Lepisto, who was editing the University Honors Program newsletter and was an Honors Envoy last semester, was encouraged by his Honors advisor to submit a short story to the publication. He did and “Fugue” received the Western Regional Honors Council (WRHC) Award for Short Fiction
“The story itself is kind of a weird thing,” he said. “My preferred way to describe it is ‘existentialist fiction.’ It explores a lot of the existential themes of freedom and choice.”
Lepisto said he loves physics and math and plans to pursue a Ph.D. in physics, but he loved English classes in high school and wishes his “double majoring” and 18-credit load per semester left him with the time to take college literature classes.
“I miss that (taking literature courses), but I still enjoy writing and I write in my free time,” he said. “I find it very important to have a well-rounded experience and view in life. There are people who dedicate their life into working in one specific area and have done amazing work there, but at some philosophical level I am hesitant to call that the ideal life. It is important to incorporate everything.”

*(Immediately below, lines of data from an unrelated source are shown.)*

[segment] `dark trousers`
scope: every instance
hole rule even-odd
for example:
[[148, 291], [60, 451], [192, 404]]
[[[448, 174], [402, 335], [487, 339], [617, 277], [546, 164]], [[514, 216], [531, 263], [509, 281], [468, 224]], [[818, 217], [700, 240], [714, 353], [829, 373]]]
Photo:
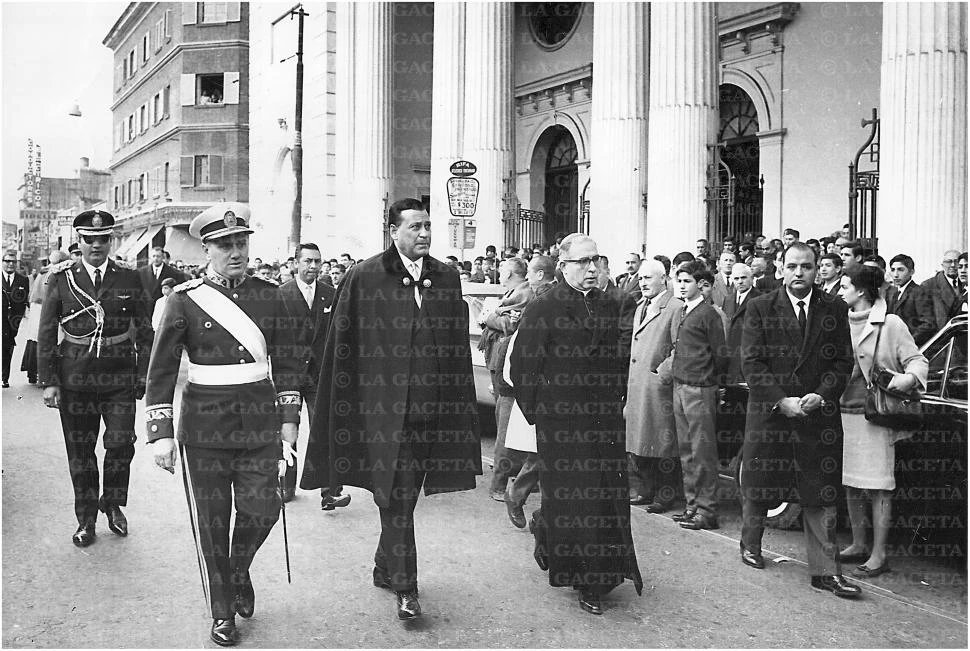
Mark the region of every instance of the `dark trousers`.
[[[518, 451], [512, 450], [512, 452]], [[512, 488], [509, 489], [509, 499], [516, 506], [525, 506], [525, 502], [529, 499], [529, 494], [532, 492], [532, 489], [539, 485], [539, 472], [542, 461], [535, 452], [521, 452], [520, 454], [525, 456], [522, 461], [522, 467], [519, 469], [519, 474], [515, 476], [515, 481], [512, 482]]]
[[[745, 549], [761, 553], [761, 537], [765, 531], [768, 505], [744, 500], [741, 507], [741, 543]], [[805, 530], [805, 554], [808, 573], [812, 576], [842, 574], [835, 540], [837, 511], [834, 506], [803, 506], [802, 529]]]
[[[300, 388], [300, 398], [303, 399], [303, 404], [306, 405], [307, 414], [307, 425], [313, 427], [313, 416], [317, 407], [317, 387], [316, 385], [305, 386]], [[297, 451], [297, 446], [293, 446], [293, 451]], [[296, 492], [296, 479], [300, 476], [299, 472], [299, 461], [294, 461], [292, 466], [286, 467], [286, 476], [283, 477], [283, 488], [284, 490], [295, 493]], [[338, 486], [335, 491], [331, 491], [330, 488], [324, 487], [320, 489], [320, 496], [326, 497], [333, 493], [334, 495], [340, 495], [343, 490], [343, 486]]]
[[717, 516], [717, 387], [674, 380], [674, 421], [687, 510]]
[[4, 336], [3, 336], [3, 381], [4, 382], [10, 381], [10, 360], [13, 359], [13, 347], [14, 347], [15, 337], [16, 335], [8, 337], [7, 333], [4, 333]]
[[630, 471], [630, 497], [642, 496], [669, 506], [683, 494], [680, 459], [641, 457], [627, 453]]
[[[128, 504], [128, 479], [135, 456], [135, 397], [130, 387], [100, 392], [62, 387], [60, 416], [74, 485], [74, 514], [79, 524], [93, 523], [99, 506]], [[99, 490], [95, 447], [102, 420], [104, 488]]]
[[[494, 373], [492, 376], [494, 378]], [[495, 451], [492, 453], [495, 465], [492, 470], [491, 484], [491, 490], [495, 492], [505, 492], [509, 477], [515, 477], [526, 460], [526, 452], [505, 447], [505, 435], [508, 433], [509, 417], [512, 415], [514, 402], [515, 398], [512, 396], [498, 394], [495, 396]]]
[[202, 589], [213, 619], [227, 619], [234, 614], [236, 585], [248, 580], [256, 551], [280, 517], [280, 448], [179, 448]]
[[398, 451], [389, 503], [380, 507], [381, 539], [374, 565], [390, 578], [396, 592], [418, 588], [418, 548], [414, 542], [414, 508], [424, 485], [428, 458], [426, 428], [405, 425]]

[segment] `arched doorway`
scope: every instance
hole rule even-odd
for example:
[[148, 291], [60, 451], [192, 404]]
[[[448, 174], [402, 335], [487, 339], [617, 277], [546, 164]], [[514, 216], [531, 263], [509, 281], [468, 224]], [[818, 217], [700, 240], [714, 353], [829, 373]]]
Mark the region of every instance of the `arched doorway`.
[[542, 234], [537, 242], [549, 245], [559, 233], [573, 233], [579, 228], [579, 169], [576, 141], [561, 125], [546, 129], [532, 153], [531, 204], [541, 211], [523, 211], [542, 220]]
[[748, 239], [762, 229], [762, 181], [758, 111], [744, 90], [720, 87], [720, 123], [715, 147], [717, 176], [710, 203], [708, 238], [728, 235]]

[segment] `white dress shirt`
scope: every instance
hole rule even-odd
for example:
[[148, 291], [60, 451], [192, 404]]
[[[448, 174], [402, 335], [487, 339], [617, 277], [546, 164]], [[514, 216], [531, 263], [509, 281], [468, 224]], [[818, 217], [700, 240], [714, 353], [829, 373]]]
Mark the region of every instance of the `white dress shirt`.
[[105, 260], [104, 262], [102, 262], [99, 266], [93, 267], [93, 266], [91, 266], [91, 265], [88, 264], [88, 261], [87, 260], [85, 260], [84, 258], [81, 258], [81, 264], [84, 265], [84, 270], [88, 272], [88, 277], [91, 279], [91, 284], [92, 285], [94, 284], [94, 270], [95, 269], [100, 269], [101, 270], [101, 282], [104, 282], [104, 274], [108, 270], [108, 261], [107, 260]]

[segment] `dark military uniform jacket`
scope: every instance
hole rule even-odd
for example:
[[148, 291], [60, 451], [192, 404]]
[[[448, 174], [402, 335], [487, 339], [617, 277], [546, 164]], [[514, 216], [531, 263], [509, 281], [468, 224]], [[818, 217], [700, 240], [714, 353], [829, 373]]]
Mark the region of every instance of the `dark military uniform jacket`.
[[[254, 449], [279, 443], [281, 422], [300, 422], [303, 361], [279, 287], [255, 277], [231, 285], [210, 273], [176, 286], [169, 297], [148, 369], [150, 442], [175, 436], [172, 402], [183, 350], [189, 358], [178, 429], [183, 444]], [[213, 292], [223, 307], [203, 308]], [[257, 345], [237, 336], [247, 333]]]
[[[65, 337], [58, 345], [59, 327]], [[95, 293], [80, 260], [51, 268], [37, 335], [42, 386], [114, 391], [144, 384], [151, 346], [151, 315], [137, 273], [109, 260]]]

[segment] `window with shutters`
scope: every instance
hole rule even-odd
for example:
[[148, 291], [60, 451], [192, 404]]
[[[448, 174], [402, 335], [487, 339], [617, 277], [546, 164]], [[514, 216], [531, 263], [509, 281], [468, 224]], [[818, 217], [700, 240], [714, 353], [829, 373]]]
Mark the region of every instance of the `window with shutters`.
[[121, 203], [120, 203], [121, 202], [121, 193], [118, 190], [119, 190], [119, 188], [116, 185], [115, 186], [115, 195], [114, 195], [115, 196], [115, 202], [114, 202], [114, 209], [115, 210], [117, 210], [118, 208], [121, 207]]
[[200, 23], [224, 23], [228, 17], [228, 2], [199, 2], [198, 20]]
[[152, 37], [151, 32], [145, 32], [145, 35], [141, 37], [141, 64], [145, 65], [148, 63], [148, 57], [152, 53]]
[[138, 109], [138, 133], [148, 131], [148, 104], [142, 104]]
[[148, 172], [138, 175], [138, 201], [144, 201], [148, 195]]
[[162, 114], [165, 117], [168, 117], [168, 107], [171, 101], [171, 95], [172, 95], [172, 87], [166, 86], [165, 92], [162, 93]]
[[152, 171], [152, 197], [158, 198], [161, 188], [159, 188], [160, 181], [162, 178], [162, 167], [160, 165], [156, 166]]
[[165, 161], [164, 174], [165, 175], [162, 177], [162, 192], [165, 193], [165, 196], [168, 196], [168, 161]]
[[200, 154], [196, 156], [182, 156], [179, 173], [179, 184], [183, 187], [222, 186], [222, 156]]
[[162, 121], [162, 94], [156, 93], [152, 98], [152, 125]]
[[135, 139], [135, 116], [134, 114], [128, 116], [128, 138], [125, 142], [131, 142]]
[[128, 78], [131, 79], [135, 76], [135, 50], [132, 48], [131, 52], [128, 53]]
[[222, 104], [225, 84], [222, 73], [216, 75], [196, 75], [197, 104]]

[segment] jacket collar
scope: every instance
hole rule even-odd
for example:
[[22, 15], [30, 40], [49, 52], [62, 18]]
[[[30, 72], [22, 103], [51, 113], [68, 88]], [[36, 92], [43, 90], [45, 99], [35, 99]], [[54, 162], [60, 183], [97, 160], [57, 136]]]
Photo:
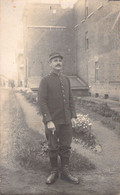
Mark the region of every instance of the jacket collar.
[[56, 76], [58, 76], [58, 77], [62, 75], [61, 72], [57, 73], [57, 72], [55, 72], [55, 71], [51, 71], [50, 74], [51, 74], [51, 75], [56, 75]]

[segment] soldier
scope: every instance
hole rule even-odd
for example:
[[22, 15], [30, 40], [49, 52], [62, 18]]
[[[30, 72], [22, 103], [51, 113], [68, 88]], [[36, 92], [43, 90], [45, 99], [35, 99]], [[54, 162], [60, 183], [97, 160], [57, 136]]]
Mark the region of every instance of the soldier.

Speaking of philosophy, that is another area Lepisto is interested in and he’s found the time and effort to add philosophy as a minor to his already heavy course load.
“I love philosophy, and it has always been a lifelong hobby and interest of mine,” said Lepisto, who is an ISU Presidential Scholar and a member of the ISU Philosophy Club. “At its core it is just deep thinking about interesting questions. There are ideas and theories I feel myself naturally drawn to, and before studying philosophy I had my opinions about them, but I like to see arguments supporting them. Other stuff I never imagined that I would be drawn to.”
Pursuing two majors has provided its challenges to Lepisto.
“The majors line up well at the beginning but when you’re about where I am now, you need to take a couple of 400-level classes of each per semester,” Lepisto said. “It can get pretty heavy. Fortunately, I am able to think about them separately. Exhaustion from one doesn’t lead to exhaustion in the other.”
And though he wants to be a physicist, that could play out differently than a strictly scientific calling.
“I do love my science fiction,” Lepisto said. “I’m not against becoming an Isaac Asimov, getting a Ph.D. in physics and becoming a successful author if that is the way things go.”
“Alec is a phenomenal example of the Renaissance-type student that we aspire to in the Honors Program at ISU,” said Shannon Kobs Nawotniak, director of the University Honors Program and associate director of volcanology. “He's a published author, a researcher in Dr. McNulty's lab, a delightful student, and an active member of the campus community.”